On the plus side, Expendable is quite a looker. Every level of the game trumpets across the screen with sharp resolution, crisp textures, and retina-dazzling pyrotechnics, all accompanied by thunderous explosions capable of rattling your walls. Granted, there isn’t a whole lot of variety to the levels and the background colors are mostly muted and gray, but it makes for a fine canvas to show off the vibrant death rays, beams of destruction, and combustion that litters the screen at any given moment. I also liked the way your player’s portrait slowly transforms into a skull as he takes damage. The only real issue I had with the visuals was the game seemed overly dark until I tweaked the settings and turned up the brightness.

Expendable is far from a great game, but I do enjoy playing it a lot, even with the clunky control. Maybe that’s partly because I’m so starved for these kinds of games. It can be sloppy and frustrating, and actually physically painful to play, but I find myself coming back to it over and over again.
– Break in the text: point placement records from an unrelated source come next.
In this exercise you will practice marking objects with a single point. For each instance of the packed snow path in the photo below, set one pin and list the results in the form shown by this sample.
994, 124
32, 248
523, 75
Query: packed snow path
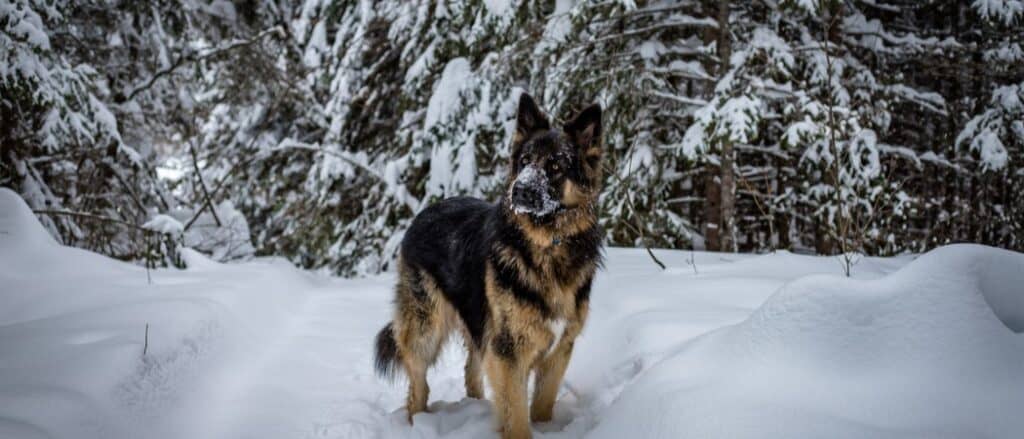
716, 346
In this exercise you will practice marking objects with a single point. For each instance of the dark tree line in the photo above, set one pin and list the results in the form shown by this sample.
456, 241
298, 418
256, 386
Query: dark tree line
317, 129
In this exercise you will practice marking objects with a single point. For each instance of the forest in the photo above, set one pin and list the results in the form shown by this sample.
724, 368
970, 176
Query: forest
316, 129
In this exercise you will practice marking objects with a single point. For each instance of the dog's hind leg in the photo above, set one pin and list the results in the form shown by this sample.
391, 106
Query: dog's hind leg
508, 379
421, 326
474, 375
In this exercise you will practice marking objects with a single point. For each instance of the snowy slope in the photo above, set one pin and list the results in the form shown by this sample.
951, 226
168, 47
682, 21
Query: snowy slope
717, 346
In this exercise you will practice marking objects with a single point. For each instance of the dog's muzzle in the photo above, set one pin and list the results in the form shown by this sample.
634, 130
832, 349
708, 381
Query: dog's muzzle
530, 193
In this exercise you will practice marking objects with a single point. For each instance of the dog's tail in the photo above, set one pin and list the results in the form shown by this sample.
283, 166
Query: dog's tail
386, 356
Graphics: Eye candy galore! Crisp resolution, sharp textures and sizzling explosions. 

Audio: Ass-rock and wall-rattling explosions. What more could you want in an arcade shooter?

Control: Start exercising your right index finger, because you’re going to need it for that straif trigger. Seriously, this game should control better.

Overall Value: I damn well got my money’s worth out of this game. You may not.